I found Marriotts to be consistently very nice.



mpumilia said:


> WOW! Why can't all the resorts be like this?!


----------



## alwysonvac (Jan 7, 2015)

suenmike32 said:


> We are owners at OW and couldn't agree more with you that it is a lovely spot.
> You did however land in an ocean front unit with a beautiful view of the pools and ocean. That doesn't happen every day unless the resort is very quiet or whether you paid full rack pricing.
> In any event, I'm glad that you enjoyed it. I hope you had a chance to explore the buildings to the rear, where the fitness center, indoor pool and other outdoor pools were as well. OW has something for everyone.
> Mike



Yeah we paid Marriott's rack rate. It wasn't bad. $199/night for an oceanside two bedroom villa. Well worth it. Everyone had a good night's rest. 

I didn't get a chance to explore so I didn't see any of the things you mentioned above . 
I slept in and hubby was cracking the whip to get us on the road . 
However, as we were walking towards the elevator, I noticed that I could see the ocean at the end of the hallway. LOL, ignoring my husband's plea to get on the elevator, I walked straight towards the huge windows with my sister and nieces following right behind. LOL, I was half through the big airy space when I realized I was in the middle of the Sales Center. Thank goodness it was just two sales guys chatting. I smiled and continued towards the windows to get a look outside. :rofl:

I stepped outside onto the balcony. OMG what a view!! I'm sorry I didn't capture pictures. My hubby ("the hunter") was already annoyed with me ("the gatherer") so I quickly dashed back out. The resort offers fantastic oceanfront views !! I definitely have to go back there


----------



## alwysonvac (Jan 7, 2015)

TUGBrian said:


> want to upload those photos to the review page...they are wonderful!
> 
> http://tug2.com/ResortImageAdd.aspx?Marriott's+OceanWatch+Villas+at+Grande+Dunes&ID=13896



I will. Thanks for the link


----------



## BocaBoy (Jan 10, 2015)

suenmike32 said:


> You did however land in an ocean front unit with a beautiful view of the pools and ocean. That doesn't happen every day unless the resort is very quiet or whether you paid full rack pricing.

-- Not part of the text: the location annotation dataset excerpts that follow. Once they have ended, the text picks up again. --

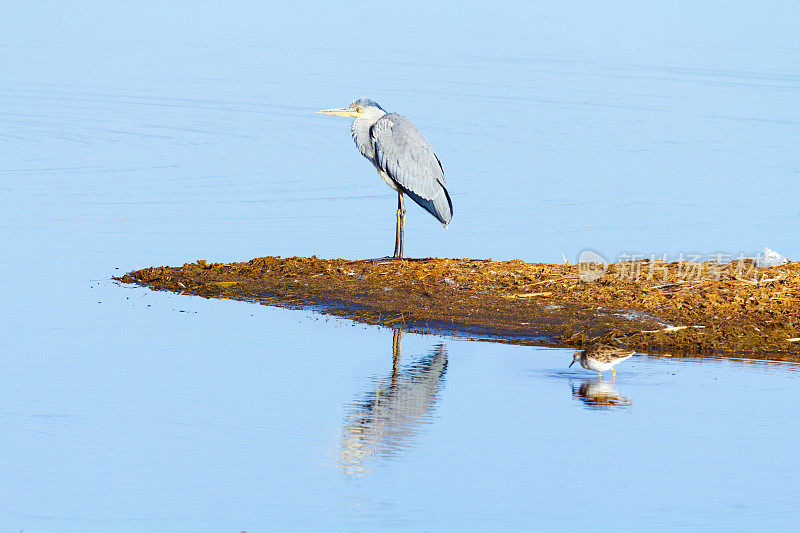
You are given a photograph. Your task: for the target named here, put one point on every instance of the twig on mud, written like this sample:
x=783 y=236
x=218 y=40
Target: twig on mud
x=670 y=329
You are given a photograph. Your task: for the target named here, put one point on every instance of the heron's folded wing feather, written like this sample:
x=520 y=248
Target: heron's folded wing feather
x=405 y=155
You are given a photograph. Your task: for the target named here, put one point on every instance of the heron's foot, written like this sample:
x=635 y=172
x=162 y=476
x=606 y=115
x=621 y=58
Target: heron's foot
x=382 y=259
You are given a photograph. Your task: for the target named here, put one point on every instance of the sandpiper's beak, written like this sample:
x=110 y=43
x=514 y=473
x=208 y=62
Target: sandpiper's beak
x=342 y=111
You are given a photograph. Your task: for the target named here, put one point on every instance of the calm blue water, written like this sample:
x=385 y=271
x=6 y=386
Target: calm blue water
x=162 y=133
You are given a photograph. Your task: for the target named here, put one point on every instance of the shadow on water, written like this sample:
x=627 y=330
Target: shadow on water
x=600 y=394
x=388 y=419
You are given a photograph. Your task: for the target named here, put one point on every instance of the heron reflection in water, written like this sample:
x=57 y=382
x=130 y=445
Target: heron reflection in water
x=386 y=420
x=599 y=394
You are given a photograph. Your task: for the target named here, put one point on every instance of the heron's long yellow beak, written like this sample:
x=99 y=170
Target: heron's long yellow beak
x=343 y=111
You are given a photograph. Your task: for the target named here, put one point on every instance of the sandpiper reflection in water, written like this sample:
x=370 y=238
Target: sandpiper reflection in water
x=599 y=394
x=388 y=419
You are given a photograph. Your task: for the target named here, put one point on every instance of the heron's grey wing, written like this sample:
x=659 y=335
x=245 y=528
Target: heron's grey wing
x=405 y=155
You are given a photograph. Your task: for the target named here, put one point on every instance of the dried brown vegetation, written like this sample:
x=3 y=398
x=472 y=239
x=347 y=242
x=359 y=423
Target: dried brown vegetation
x=681 y=308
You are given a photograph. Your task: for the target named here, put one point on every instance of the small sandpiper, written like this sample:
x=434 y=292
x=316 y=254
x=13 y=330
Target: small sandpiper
x=601 y=357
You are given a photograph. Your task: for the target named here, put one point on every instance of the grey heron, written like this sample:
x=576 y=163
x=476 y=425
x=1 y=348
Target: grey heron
x=403 y=158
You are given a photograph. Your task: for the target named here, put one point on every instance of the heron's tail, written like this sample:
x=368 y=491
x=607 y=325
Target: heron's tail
x=439 y=206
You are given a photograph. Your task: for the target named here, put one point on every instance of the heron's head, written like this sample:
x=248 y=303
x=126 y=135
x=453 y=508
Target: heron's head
x=359 y=108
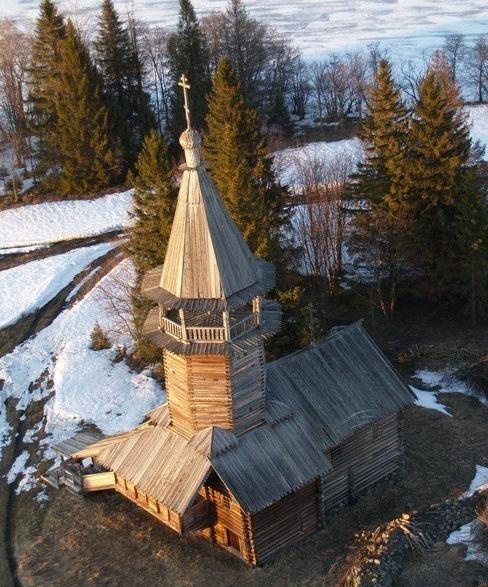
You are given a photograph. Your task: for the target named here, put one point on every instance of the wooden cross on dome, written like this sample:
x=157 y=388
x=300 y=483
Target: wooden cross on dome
x=186 y=86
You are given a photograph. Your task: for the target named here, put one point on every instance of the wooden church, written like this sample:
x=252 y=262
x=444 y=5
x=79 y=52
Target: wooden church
x=250 y=455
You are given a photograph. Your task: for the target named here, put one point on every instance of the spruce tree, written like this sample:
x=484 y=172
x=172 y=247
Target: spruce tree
x=434 y=176
x=120 y=67
x=188 y=54
x=49 y=33
x=242 y=170
x=442 y=189
x=383 y=135
x=154 y=204
x=82 y=136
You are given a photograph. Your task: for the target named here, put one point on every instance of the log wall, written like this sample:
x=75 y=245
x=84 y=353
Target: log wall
x=363 y=459
x=228 y=515
x=198 y=390
x=248 y=380
x=209 y=389
x=179 y=398
x=154 y=507
x=285 y=522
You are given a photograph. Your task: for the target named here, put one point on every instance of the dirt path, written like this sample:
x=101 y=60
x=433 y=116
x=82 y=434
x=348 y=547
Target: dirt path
x=22 y=421
x=9 y=261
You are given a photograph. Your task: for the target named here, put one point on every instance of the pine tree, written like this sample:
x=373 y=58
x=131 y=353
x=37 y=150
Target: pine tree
x=43 y=73
x=154 y=204
x=442 y=190
x=242 y=171
x=82 y=137
x=188 y=54
x=434 y=176
x=383 y=135
x=120 y=67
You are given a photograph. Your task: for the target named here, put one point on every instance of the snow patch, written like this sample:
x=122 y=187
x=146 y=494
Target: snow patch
x=56 y=221
x=18 y=466
x=287 y=162
x=428 y=400
x=468 y=535
x=444 y=382
x=28 y=287
x=479 y=482
x=87 y=385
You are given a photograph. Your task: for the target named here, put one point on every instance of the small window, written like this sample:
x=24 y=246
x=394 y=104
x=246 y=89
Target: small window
x=378 y=430
x=334 y=453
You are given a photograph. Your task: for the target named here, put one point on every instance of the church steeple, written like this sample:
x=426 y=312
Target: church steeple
x=211 y=318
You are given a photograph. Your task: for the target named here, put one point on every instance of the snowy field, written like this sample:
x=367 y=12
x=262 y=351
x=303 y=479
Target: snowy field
x=478 y=118
x=88 y=385
x=287 y=162
x=57 y=221
x=317 y=28
x=28 y=287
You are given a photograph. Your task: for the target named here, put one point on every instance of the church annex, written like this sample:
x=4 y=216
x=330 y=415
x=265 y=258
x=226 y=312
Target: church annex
x=250 y=455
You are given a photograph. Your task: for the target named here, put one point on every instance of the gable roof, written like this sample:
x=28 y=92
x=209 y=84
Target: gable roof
x=259 y=467
x=207 y=257
x=339 y=384
x=316 y=398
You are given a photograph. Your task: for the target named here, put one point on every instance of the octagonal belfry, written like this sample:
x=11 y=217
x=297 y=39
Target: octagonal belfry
x=211 y=318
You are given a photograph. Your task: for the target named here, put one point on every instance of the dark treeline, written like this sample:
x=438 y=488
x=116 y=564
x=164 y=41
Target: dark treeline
x=126 y=74
x=86 y=110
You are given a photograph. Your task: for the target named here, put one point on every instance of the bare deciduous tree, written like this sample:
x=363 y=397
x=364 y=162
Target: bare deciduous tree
x=14 y=59
x=115 y=293
x=320 y=222
x=455 y=52
x=380 y=244
x=477 y=68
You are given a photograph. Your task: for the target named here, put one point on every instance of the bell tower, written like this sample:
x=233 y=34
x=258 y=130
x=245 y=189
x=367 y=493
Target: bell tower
x=211 y=318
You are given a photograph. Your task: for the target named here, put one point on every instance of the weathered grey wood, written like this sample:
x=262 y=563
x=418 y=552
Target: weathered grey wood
x=250 y=456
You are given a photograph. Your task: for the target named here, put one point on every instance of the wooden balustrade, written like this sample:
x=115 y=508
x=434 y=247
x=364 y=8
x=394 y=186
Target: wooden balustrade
x=248 y=323
x=171 y=327
x=205 y=334
x=208 y=333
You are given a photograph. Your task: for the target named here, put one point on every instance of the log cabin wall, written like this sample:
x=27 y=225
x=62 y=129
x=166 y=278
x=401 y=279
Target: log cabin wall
x=198 y=392
x=178 y=394
x=248 y=380
x=285 y=522
x=361 y=460
x=209 y=386
x=231 y=527
x=154 y=507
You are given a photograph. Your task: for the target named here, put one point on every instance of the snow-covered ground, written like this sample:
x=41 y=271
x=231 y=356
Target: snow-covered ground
x=55 y=221
x=288 y=161
x=28 y=287
x=88 y=386
x=317 y=28
x=479 y=481
x=441 y=382
x=478 y=117
x=428 y=400
x=470 y=533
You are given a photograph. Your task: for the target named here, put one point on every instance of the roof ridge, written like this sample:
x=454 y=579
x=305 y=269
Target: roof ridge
x=328 y=337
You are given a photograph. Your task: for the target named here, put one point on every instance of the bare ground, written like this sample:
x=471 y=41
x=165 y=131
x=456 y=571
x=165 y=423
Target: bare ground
x=20 y=515
x=105 y=540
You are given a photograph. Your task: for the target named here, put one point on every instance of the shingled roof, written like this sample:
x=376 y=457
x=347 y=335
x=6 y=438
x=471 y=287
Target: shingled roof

Isn't that room an Oceanside unit?  It has a great view of the ocean but also looks over some of the inner part of the resort.  It s very similar to the Oceanside unit we had in the Conch building two years ago this month.  OceanWatch is one resort where Oceanside does not deceptively mean "no view but a shorter walk to the beach."


----------



## pedro47 (Jan 10, 2015)

BocaBoy said:


> Isn't that room an Oceanside unit?  It has a great view of the ocean but also looks over some of the inner part of the resort.  It s very similar to the Oceanside unit we had in the Conch building two years ago this month.  OceanWatch is one resort where Oceanside does not deceptively mean "no view but a shorter walk to the beach."



The pictures were taken from the Conch Villa ocean side villa.


----------



## enma (Feb 12, 2016)

Going to Marriott Ocean Watch in March. Got the vacation preference email today. Which buildings have been recently refurbished? My week is a purchased getaway week from II. The confirmation says ocean front when I checked on marriott website. Would they really honor that??


----------